It’s also true that subtracting a constant from every value in a variance doesn’t change it, so because \(\log p_{j|i} = \log v_{j|i} - \log V_i\), we can also write:
\[ \delta_{i,U} = 2 \, \operatorname{Var}_{p_{j|i}}(\log p_{j|i}) \]
and you can do the calculation entirely with probabilities.
Finally, because \(\log v_{j|i} = -\beta_i r_{ij}^2\), we can also write:
\[ \delta_{i,U} = 2 \beta_i^2 \, \operatorname{Var}_{p_{j|i}}(r_{ij}^2) \]
I’m going to write this out in full again, because hopefully later you are going to scroll back up to here and go “oh, yeah”:
\[ \delta_{i,U} = 2 \beta_i^2 \left[ \sum_{j} p_{j|i} (r_{ij}^2)^2 - \left( \sum_{j} p_{j|i} r_{ij}^2 \right)^2 \right] \]

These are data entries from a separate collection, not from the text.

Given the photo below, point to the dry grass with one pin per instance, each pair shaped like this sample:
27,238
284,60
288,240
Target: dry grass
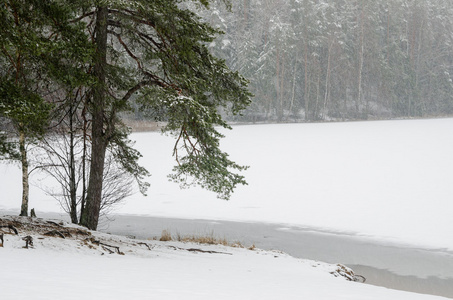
209,239
143,126
165,236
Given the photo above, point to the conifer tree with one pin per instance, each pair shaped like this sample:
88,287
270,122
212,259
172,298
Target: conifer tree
155,52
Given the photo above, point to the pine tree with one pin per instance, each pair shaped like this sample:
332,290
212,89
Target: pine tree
156,53
37,42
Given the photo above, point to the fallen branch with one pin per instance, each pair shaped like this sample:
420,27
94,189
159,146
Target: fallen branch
11,227
207,251
55,233
199,250
145,244
28,241
108,250
107,245
54,223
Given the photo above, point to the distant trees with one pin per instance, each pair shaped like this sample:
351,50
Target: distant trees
36,41
311,60
151,52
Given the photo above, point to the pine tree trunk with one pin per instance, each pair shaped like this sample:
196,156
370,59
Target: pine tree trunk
25,185
90,216
72,169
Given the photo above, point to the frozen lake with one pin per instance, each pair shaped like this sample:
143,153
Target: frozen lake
375,196
428,271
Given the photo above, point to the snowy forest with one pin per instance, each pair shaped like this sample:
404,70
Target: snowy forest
320,60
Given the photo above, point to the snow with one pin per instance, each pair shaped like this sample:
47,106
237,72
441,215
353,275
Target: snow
386,180
67,269
389,181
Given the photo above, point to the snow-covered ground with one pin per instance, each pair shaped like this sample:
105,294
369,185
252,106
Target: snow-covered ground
389,181
76,268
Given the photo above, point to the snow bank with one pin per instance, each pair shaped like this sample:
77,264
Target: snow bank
386,180
57,268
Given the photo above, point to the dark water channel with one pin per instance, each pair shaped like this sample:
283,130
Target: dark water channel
427,271
392,266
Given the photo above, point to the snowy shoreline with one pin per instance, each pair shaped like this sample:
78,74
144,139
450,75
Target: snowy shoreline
73,268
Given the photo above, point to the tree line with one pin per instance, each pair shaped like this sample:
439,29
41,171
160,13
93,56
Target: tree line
315,60
68,69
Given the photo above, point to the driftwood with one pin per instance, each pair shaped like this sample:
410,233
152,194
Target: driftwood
207,251
55,233
104,245
54,223
10,227
359,278
199,250
145,244
28,241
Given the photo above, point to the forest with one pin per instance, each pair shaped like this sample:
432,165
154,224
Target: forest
323,60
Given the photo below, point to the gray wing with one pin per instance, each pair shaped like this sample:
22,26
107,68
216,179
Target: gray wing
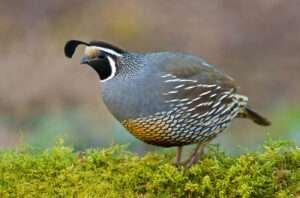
194,86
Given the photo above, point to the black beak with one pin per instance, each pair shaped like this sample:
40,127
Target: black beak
71,46
85,60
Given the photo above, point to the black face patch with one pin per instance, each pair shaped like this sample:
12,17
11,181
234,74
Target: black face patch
102,67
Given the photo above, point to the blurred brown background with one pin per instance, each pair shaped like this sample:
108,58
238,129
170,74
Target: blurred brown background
45,96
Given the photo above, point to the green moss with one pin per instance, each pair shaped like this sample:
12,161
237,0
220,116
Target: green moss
114,172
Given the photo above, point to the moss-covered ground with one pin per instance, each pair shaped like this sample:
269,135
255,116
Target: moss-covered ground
114,172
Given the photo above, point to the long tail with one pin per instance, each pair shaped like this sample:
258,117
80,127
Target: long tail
255,117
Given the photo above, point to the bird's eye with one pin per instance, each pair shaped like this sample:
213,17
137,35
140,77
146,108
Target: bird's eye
101,56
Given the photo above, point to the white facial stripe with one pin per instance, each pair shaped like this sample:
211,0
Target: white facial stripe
113,68
110,51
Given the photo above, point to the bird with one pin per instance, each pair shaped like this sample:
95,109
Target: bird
167,99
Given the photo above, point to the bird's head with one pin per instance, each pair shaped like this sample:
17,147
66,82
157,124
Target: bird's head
101,56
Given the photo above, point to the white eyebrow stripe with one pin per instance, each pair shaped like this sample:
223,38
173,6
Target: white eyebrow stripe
112,64
110,51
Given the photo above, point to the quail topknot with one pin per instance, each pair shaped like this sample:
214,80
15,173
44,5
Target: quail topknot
166,98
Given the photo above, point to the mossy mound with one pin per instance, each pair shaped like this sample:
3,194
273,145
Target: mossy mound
114,172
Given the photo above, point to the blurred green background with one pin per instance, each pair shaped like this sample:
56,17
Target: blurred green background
45,96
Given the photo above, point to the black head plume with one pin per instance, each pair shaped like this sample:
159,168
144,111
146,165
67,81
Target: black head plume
71,46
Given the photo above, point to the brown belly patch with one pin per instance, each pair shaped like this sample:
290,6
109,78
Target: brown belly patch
154,132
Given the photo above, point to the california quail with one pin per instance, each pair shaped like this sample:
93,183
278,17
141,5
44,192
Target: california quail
165,98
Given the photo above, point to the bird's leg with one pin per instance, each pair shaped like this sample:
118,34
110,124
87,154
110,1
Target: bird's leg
196,156
194,153
178,155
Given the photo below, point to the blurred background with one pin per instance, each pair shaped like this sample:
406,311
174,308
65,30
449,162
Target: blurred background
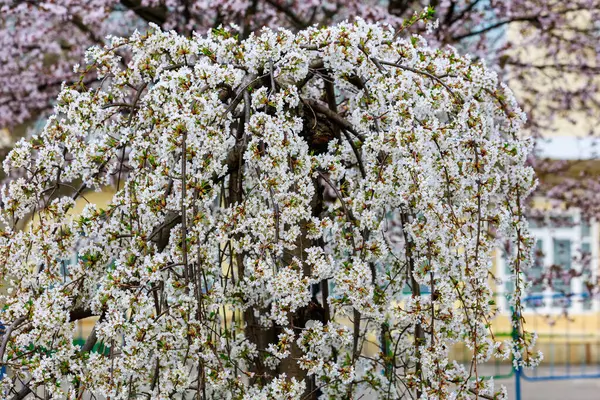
546,50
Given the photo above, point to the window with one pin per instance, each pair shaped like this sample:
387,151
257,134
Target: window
561,277
535,298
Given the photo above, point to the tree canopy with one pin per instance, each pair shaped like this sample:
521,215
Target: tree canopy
295,214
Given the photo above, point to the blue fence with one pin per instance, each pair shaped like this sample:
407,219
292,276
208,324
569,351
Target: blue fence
568,328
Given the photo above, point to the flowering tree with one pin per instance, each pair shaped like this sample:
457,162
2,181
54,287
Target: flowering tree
248,251
43,39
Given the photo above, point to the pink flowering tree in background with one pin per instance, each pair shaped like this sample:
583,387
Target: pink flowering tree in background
221,267
41,41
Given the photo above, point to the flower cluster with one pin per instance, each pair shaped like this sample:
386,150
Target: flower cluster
248,250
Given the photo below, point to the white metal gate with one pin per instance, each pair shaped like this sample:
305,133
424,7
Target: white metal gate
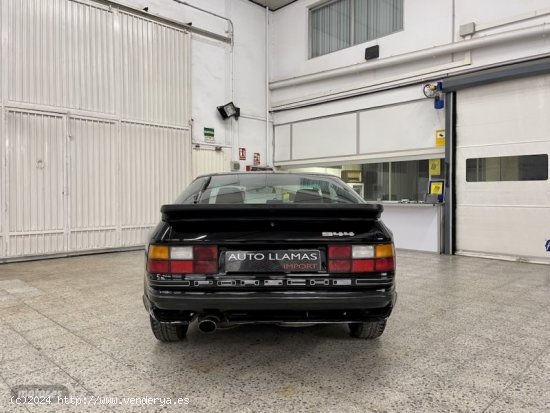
505,216
94,126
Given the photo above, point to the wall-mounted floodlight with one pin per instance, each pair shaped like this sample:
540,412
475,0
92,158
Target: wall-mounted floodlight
229,110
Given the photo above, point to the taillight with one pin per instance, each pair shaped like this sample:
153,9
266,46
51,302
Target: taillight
198,259
361,258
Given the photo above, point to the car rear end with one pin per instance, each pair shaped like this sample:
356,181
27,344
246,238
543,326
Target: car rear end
276,263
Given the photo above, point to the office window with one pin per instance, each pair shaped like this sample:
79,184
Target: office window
507,168
343,23
398,181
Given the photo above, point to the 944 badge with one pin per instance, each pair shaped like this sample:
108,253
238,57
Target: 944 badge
338,234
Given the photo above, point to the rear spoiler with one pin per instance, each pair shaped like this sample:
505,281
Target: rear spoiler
176,213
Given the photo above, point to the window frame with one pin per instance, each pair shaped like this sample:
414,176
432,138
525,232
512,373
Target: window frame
351,22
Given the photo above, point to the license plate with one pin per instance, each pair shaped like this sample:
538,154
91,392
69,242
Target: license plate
286,261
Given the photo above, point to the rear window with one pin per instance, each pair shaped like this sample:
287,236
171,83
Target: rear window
277,189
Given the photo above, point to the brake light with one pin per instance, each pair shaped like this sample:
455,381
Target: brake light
361,258
198,259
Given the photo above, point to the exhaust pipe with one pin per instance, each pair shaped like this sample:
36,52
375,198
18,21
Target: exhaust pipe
208,324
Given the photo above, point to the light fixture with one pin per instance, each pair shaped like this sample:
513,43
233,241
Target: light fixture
228,110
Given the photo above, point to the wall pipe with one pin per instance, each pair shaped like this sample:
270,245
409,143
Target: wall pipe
466,45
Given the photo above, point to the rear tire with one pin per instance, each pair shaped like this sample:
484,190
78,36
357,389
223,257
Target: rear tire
367,329
168,332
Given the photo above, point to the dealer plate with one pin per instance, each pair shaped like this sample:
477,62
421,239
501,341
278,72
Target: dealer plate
286,261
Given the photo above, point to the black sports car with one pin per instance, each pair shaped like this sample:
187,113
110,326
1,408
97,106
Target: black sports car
264,247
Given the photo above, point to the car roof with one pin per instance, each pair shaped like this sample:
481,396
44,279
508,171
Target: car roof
267,173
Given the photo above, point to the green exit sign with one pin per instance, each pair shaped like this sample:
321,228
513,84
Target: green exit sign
209,135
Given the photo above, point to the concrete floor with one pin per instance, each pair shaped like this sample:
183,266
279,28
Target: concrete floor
467,335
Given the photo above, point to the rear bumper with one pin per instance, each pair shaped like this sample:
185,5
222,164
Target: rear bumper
369,303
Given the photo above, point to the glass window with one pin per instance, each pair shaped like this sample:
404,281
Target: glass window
507,168
190,195
398,181
343,23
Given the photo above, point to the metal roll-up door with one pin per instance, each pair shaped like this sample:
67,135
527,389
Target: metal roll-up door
502,169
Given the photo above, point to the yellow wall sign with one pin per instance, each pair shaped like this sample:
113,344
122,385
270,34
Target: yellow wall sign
440,138
436,188
435,167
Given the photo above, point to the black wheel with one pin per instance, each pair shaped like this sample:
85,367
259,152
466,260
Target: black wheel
168,332
367,329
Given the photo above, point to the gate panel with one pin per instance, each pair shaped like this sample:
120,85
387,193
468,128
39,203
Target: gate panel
35,164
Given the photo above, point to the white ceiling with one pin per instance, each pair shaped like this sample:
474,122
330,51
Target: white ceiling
273,4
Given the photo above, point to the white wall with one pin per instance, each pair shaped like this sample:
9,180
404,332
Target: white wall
221,74
427,24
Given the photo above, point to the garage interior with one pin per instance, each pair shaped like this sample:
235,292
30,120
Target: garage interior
110,109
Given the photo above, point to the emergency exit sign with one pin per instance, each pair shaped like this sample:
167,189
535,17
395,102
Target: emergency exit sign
209,135
440,138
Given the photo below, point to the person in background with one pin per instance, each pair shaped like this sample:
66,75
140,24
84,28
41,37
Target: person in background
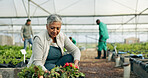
73,40
49,44
26,32
103,36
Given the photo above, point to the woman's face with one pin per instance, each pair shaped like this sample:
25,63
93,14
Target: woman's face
54,29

The term \(\operatorname{Var}_{p_{j|i}}(r_{ij}^2)\) is the Fisher Information with respect to the precision \(\beta_i\). This may not be immediately obvious even if you are familiar with Fisher Information. To prove it, let’s go through the derivation. I am going to play a bit fast and loose with notation because in all the examples I see, there are a ton of parentheses and semi-colons which seems unnecessary for the fairly simple distribution we have here. Apologies once more to any statisticians reading this.
The likelihood, \(L\) of picking point \(j\) given point \(i\) is just the probability:
\[ L = p_{j|i} \]
The log-likelihood, \(l\) is:
\[ l = \log p_{j|i} = \log v_{j|i} - \log V_i = -\beta_i r_{ij}^2 - \log V_i \]
The score, \(s\), is the gradient of the log-likelihood with respect to the parameter in question, which is \(\beta_i\) in this case:
\[ \frac{\partial l}{\partial \beta_i} = -\frac{\partial (\beta_i r_{ij}^2)}{\partial \beta_i} - \frac{\partial \log V_i}{\partial \beta_i} \\ =-r_{ij}^2 - \frac{1}{V_i} \sum_k \frac{\partial v_{k|i}}{\partial \beta_i} \\ =-r_{ij}^2 + \frac{1}{V_i} \sum_k v_{k|i} r_{ik}^2 \\ =-r_{ij}^2 + \sum_k p_{k|i} r_{ik}^2 \]
Let’s get ahead of something here and talk about expectation values, as we will be having to notice them to get back to our old \(\delta_{i,U}\) expression. For our finite discrete distribution, the expectation involves taking the probability-weighted sum over all possible values of \(j\). You can already see something like that in the score above where the second term is a sum over \(k\) of the squared distances, weighted by the respective probabilities.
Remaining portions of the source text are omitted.